Overcommitment: Addiction with a Mustache

I recently had a chance to tell none other than Bill Gates, who went to my high school and was at my 40th reunion, that I had 23 years sober. “Impressive!” he remarked.  He’d just told me that a mutual friend of ours, a venture capitalist and hilarious jokester on the school bus back in the day, had died — overdosed on fentanyl-laced heroin after many years clean.

Yet when I told him I still go to weekly AA meetings, Gates looked baffled: “Really?!” he said, drawing back sharply.  Even as I explained that exactly what had happened to our friend Keith could happen to me at any time with booze, he still looked incredulous.

Here’s one of the deadliest afflictions known to humans, killing 6% of the global population every year (WHO), and this man, who, through the Gates Foundation, has done more to battle diseases worldwide than anyone else on the planet, had no inkling of alcoholism’s lifelong grip.

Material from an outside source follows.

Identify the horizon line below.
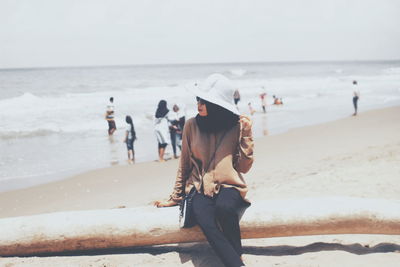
[0,59,400,71]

Sometimes I think ours is the most misunderstood illness in the world, and AA the most misunderstood cure.

Getting Too Well?
Of course, there’s a part of every sober alcoholic that agrees with Gates. A part of me agrees daily, claiming, “Louisa, clearly you’ve got this thing beat!  Look at how accomplished and sensible your life is now!  Waking up in somebody else’s bed with Cheetos orange around your mouth and a hangover from hell–? That is just sooo not gonna happen anymore!”

The result of this voice is that, as I type this, I’ve not been to an AA meeting for nigh on three weeks.  A week ago, I was supposed to chair one and forgot.  And I’ve not posted a new blog here for almost two months.

Why?  Partly for good reasons.  When I got sober in 1995, I couldn’t imagine what I was going to DO now that I couldn’t drink alone while scrawling boy-obsessive drivel in my journal or drink in bars while bending indifferent ears and playing darts, pool, or pinball.  Take all that away, and what else was there to life?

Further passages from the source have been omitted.